A major factor for a lot of businesses is the rubber band effect of work - only companies running with their production "backs against the wall" can't experience it. What happens is that the staff gets time to "rest" while nothing is happening. They might take time off, just have a "lazy day" or catch up on the other things... cleaning the office, rearranging the furniture, physical filing, whatever. The chances that it would have zero value are very low, almost impossible. Then, when the systems return, they are better prepared to work more intensely and can often catch up either partially or fully. Rarely do you have a total productivity loss and rarely a total recovery, but normally somewhere in between as you tend to work faster and take on work more productively.

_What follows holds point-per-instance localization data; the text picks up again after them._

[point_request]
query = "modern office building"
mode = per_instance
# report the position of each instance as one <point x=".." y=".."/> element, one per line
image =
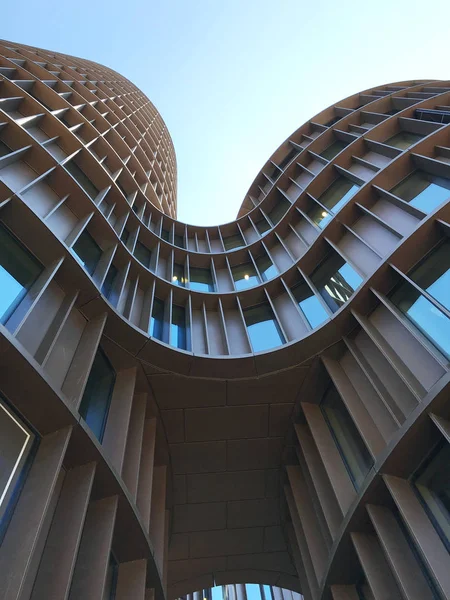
<point x="260" y="402"/>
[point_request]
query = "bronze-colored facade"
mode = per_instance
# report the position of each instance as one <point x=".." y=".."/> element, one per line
<point x="265" y="401"/>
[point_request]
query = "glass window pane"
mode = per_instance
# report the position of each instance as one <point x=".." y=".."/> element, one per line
<point x="310" y="305"/>
<point x="87" y="251"/>
<point x="96" y="399"/>
<point x="354" y="452"/>
<point x="266" y="267"/>
<point x="245" y="276"/>
<point x="279" y="210"/>
<point x="426" y="317"/>
<point x="80" y="176"/>
<point x="178" y="333"/>
<point x="336" y="281"/>
<point x="423" y="191"/>
<point x="262" y="226"/>
<point x="433" y="275"/>
<point x="201" y="280"/>
<point x="143" y="254"/>
<point x="263" y="329"/>
<point x="433" y="485"/>
<point x="330" y="152"/>
<point x="403" y="140"/>
<point x="18" y="271"/>
<point x="109" y="281"/>
<point x="233" y="241"/>
<point x="16" y="442"/>
<point x="157" y="319"/>
<point x="178" y="277"/>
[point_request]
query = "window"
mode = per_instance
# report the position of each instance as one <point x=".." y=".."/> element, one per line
<point x="157" y="319"/>
<point x="178" y="333"/>
<point x="18" y="271"/>
<point x="423" y="191"/>
<point x="310" y="305"/>
<point x="262" y="226"/>
<point x="233" y="241"/>
<point x="80" y="176"/>
<point x="96" y="399"/>
<point x="87" y="251"/>
<point x="179" y="241"/>
<point x="403" y="140"/>
<point x="245" y="276"/>
<point x="262" y="326"/>
<point x="287" y="159"/>
<point x="279" y="210"/>
<point x="431" y="321"/>
<point x="336" y="281"/>
<point x="334" y="149"/>
<point x="109" y="281"/>
<point x="433" y="274"/>
<point x="109" y="591"/>
<point x="355" y="455"/>
<point x="338" y="194"/>
<point x="143" y="254"/>
<point x="178" y="277"/>
<point x="201" y="280"/>
<point x="432" y="482"/>
<point x="16" y="448"/>
<point x="124" y="236"/>
<point x="266" y="267"/>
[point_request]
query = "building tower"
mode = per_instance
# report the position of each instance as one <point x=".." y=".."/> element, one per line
<point x="262" y="402"/>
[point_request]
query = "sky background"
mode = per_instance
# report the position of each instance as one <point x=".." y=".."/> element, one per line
<point x="233" y="79"/>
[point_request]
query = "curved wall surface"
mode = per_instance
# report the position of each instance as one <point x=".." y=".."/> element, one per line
<point x="263" y="401"/>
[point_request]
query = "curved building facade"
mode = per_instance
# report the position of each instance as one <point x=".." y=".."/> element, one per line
<point x="265" y="401"/>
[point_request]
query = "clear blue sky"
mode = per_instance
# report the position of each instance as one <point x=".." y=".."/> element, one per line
<point x="233" y="78"/>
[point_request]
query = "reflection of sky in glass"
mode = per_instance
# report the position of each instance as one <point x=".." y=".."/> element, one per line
<point x="431" y="197"/>
<point x="264" y="335"/>
<point x="432" y="322"/>
<point x="313" y="311"/>
<point x="253" y="591"/>
<point x="10" y="290"/>
<point x="440" y="289"/>
<point x="350" y="276"/>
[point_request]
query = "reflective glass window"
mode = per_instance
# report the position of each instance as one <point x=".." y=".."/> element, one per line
<point x="178" y="332"/>
<point x="109" y="281"/>
<point x="423" y="191"/>
<point x="262" y="326"/>
<point x="201" y="279"/>
<point x="16" y="446"/>
<point x="266" y="267"/>
<point x="143" y="254"/>
<point x="279" y="210"/>
<point x="433" y="274"/>
<point x="233" y="241"/>
<point x="262" y="226"/>
<point x="334" y="198"/>
<point x="18" y="271"/>
<point x="431" y="321"/>
<point x="96" y="399"/>
<point x="178" y="277"/>
<point x="334" y="149"/>
<point x="354" y="452"/>
<point x="83" y="180"/>
<point x="87" y="251"/>
<point x="157" y="319"/>
<point x="403" y="140"/>
<point x="245" y="276"/>
<point x="336" y="281"/>
<point x="310" y="305"/>
<point x="433" y="485"/>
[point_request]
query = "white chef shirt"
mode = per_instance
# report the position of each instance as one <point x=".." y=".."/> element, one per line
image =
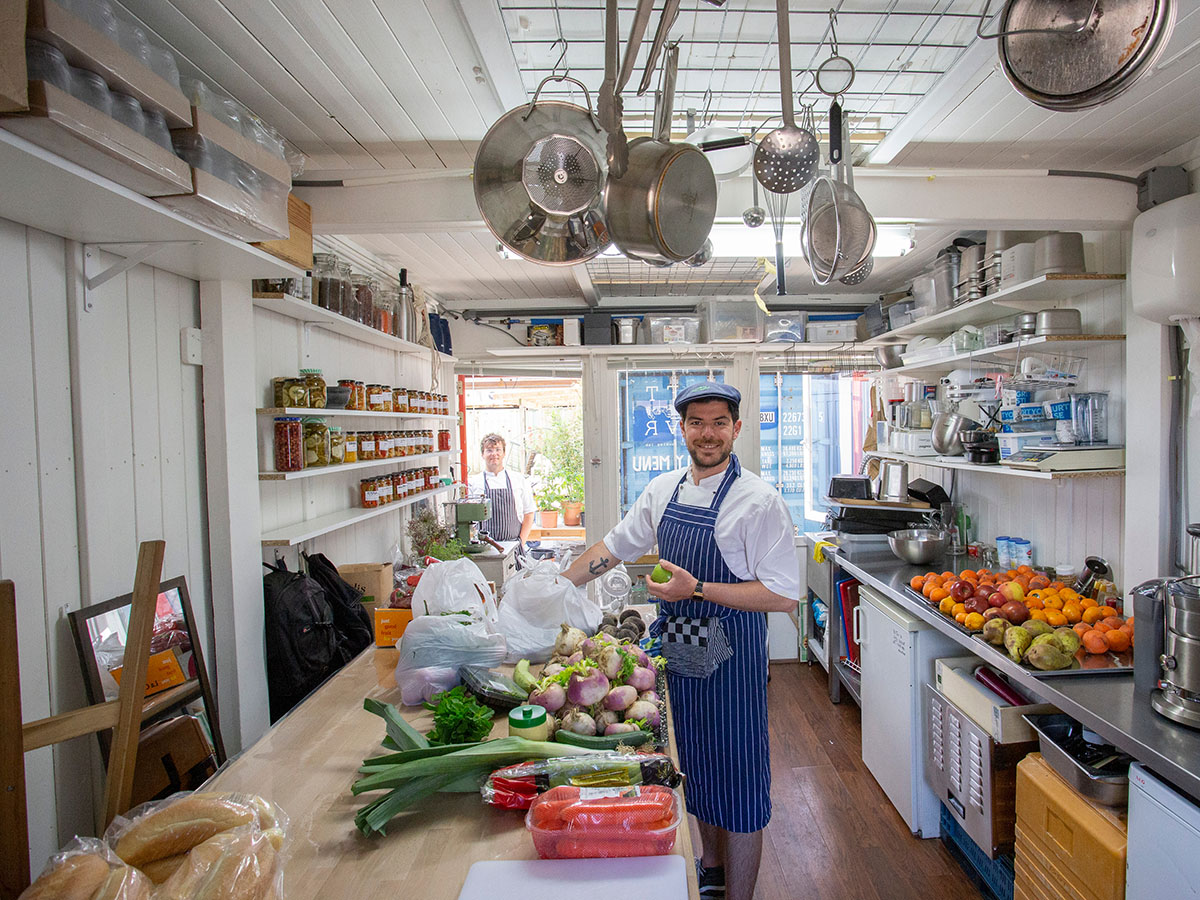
<point x="522" y="493"/>
<point x="754" y="527"/>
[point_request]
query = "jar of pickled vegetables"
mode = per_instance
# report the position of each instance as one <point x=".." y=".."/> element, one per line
<point x="336" y="445"/>
<point x="316" y="384"/>
<point x="316" y="442"/>
<point x="369" y="496"/>
<point x="288" y="443"/>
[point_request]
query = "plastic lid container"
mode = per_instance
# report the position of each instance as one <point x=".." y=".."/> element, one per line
<point x="569" y="822"/>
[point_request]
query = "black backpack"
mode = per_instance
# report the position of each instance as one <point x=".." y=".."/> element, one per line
<point x="351" y="618"/>
<point x="301" y="641"/>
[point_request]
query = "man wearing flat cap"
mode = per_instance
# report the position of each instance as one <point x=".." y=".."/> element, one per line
<point x="725" y="537"/>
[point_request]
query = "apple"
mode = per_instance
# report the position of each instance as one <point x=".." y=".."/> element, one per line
<point x="1015" y="612"/>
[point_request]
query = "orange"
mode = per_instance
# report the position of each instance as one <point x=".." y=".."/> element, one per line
<point x="1095" y="642"/>
<point x="1119" y="641"/>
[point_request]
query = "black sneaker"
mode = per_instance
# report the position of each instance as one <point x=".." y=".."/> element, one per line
<point x="712" y="882"/>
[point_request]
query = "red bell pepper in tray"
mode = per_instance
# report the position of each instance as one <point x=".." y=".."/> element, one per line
<point x="587" y="822"/>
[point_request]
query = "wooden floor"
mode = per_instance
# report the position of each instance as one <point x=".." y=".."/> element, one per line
<point x="834" y="834"/>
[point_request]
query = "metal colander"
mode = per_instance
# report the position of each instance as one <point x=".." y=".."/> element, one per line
<point x="561" y="174"/>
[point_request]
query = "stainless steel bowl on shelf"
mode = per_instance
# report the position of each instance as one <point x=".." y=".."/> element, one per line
<point x="919" y="546"/>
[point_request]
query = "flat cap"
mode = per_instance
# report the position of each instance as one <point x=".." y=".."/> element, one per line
<point x="706" y="390"/>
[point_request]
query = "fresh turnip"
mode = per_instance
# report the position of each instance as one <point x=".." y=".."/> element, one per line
<point x="645" y="711"/>
<point x="605" y="718"/>
<point x="569" y="640"/>
<point x="587" y="687"/>
<point x="551" y="697"/>
<point x="641" y="678"/>
<point x="579" y="721"/>
<point x="622" y="697"/>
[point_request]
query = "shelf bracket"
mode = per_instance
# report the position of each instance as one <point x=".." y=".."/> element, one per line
<point x="95" y="276"/>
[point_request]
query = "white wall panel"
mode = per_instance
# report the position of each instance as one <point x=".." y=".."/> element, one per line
<point x="100" y="451"/>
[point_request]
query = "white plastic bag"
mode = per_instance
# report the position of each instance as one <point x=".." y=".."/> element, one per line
<point x="448" y="642"/>
<point x="417" y="685"/>
<point x="454" y="586"/>
<point x="537" y="601"/>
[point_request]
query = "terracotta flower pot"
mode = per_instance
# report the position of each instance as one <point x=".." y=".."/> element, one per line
<point x="571" y="514"/>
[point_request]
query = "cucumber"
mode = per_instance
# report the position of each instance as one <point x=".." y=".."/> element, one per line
<point x="523" y="677"/>
<point x="603" y="742"/>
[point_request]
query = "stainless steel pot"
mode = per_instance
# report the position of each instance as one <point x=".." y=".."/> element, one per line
<point x="661" y="209"/>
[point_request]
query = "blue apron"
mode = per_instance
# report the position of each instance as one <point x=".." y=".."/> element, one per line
<point x="720" y="721"/>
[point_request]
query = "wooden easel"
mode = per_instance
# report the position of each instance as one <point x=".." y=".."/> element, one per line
<point x="123" y="715"/>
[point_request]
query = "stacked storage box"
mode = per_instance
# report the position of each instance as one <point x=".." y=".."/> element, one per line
<point x="1067" y="846"/>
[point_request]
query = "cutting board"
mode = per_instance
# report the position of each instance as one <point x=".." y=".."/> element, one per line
<point x="661" y="877"/>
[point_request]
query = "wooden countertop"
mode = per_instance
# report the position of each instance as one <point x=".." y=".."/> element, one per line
<point x="306" y="765"/>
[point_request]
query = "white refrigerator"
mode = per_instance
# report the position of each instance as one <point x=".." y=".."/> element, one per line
<point x="898" y="653"/>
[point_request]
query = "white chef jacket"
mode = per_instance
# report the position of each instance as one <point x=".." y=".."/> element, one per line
<point x="522" y="493"/>
<point x="754" y="527"/>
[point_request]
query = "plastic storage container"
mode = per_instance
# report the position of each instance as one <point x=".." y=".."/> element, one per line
<point x="569" y="822"/>
<point x="672" y="329"/>
<point x="732" y="321"/>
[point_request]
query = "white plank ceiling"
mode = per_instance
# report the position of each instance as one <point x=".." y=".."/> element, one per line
<point x="384" y="89"/>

Since a normal business isn't doing as much work as it could possibly do (only those that don't do sales and have no ability to take on new customers without more resources) they can normally catch up to some degree. This doesn't work for businesses like a 911 call center, of course. But a typical business can, at least partially.
-
Good topic.
One question, how long was the outage?
-
@DustinB3403 said in A Public Post Mortem of An Outage:
One question, how long was the outage?
Nearly a week.
-
@scottalanmiller said in A Public Post Mortem of An Outage:
@DustinB3403 said in A Public Post Mortem of An Outage:
One question, how long was the outage?
Nearly a week.
Wow, that is a rather long time.
-
@DustinB3403 said in A Public Post Mortem of An Outage:
Wow, that is a rather long time.
Yup, parts were very hard to get and getting the server physically moved before diagnostics could begin ate huge amounts of time up. Cost of speeding things up would have been huge - replacing gear instead of repairing it. But since the vendor could not diagnose the issue with the hardware (their error messages were ones that they did not have documented) it complicated things greatly.